Now, I recognize Tootie when I hear it. Tootie is that silly, irresponsible (slightly psychotic) part of my brain that keeps trying to talk me into buying a hat. Luckily I also have Bergerac. That's the rational bit of my brain that keeps Tootie somewhat in check.
I sat there in my chair for a few minutes, while the inside of my head went "iPad, iPad, iPad, iPad!" I figured Bergerac would pop up any time, smacking Tootie in the mouth and putting a stop to this nonsense. That didn't happen. Because, as it turned out, Bergerac wanted an iPad too.
The next day, Mister and I drove into the city, we hit one store after another and they were all sold out. Bergerac had had some time to think things over by then, and was somewhat relieved. Tootie, on the other hand, hasn't thought anything over in it's life, and was plummeting into a deep hole of depression.
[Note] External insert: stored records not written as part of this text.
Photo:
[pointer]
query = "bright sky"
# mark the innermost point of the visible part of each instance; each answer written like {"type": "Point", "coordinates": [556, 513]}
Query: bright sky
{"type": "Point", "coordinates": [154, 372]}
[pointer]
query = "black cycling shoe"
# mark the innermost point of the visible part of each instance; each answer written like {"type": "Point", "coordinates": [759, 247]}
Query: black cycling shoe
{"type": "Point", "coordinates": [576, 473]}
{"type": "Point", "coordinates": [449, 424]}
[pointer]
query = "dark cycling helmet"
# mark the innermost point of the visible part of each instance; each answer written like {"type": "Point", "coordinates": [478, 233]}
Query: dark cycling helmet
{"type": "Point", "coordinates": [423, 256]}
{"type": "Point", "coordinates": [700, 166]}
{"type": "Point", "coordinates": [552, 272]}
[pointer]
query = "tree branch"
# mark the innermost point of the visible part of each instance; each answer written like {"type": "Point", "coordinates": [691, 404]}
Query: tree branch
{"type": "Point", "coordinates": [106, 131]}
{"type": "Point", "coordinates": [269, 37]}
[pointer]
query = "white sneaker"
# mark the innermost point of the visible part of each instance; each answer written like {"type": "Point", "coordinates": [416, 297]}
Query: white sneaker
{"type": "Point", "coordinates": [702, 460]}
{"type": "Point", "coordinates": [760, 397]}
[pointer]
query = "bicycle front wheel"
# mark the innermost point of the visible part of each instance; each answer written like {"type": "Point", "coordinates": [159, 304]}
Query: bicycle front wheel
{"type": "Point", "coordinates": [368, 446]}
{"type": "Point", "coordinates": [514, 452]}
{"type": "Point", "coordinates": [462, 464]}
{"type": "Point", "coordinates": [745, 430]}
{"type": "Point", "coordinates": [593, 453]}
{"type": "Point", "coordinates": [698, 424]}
It was a very strange state of mind.
I was so obsessed with my new quest, I almost forgot to pick up the book I ordered at the library, and that is not like me at all. I mean, I google "books" regularly, just so I can sit around and stare at pictures of books. They don't even have to be actual pictures. A drawing can be quite satisfactory.
In the end we found a pretty, white ipad2 that was just sitting there, waiting for me to come fetch it. You'd think the day would be saved at this point, wouldn't you? But no. After years of being a student, I am still not accustomed to having or spending money. Spending a lot of money all at once, makes me dizzy. After this purchase, my entire world was spinning around and I had to sit down for a little while. I eventually managed to give myself a migraine.
Then I used my new baby to google "books" and that made me feel much better.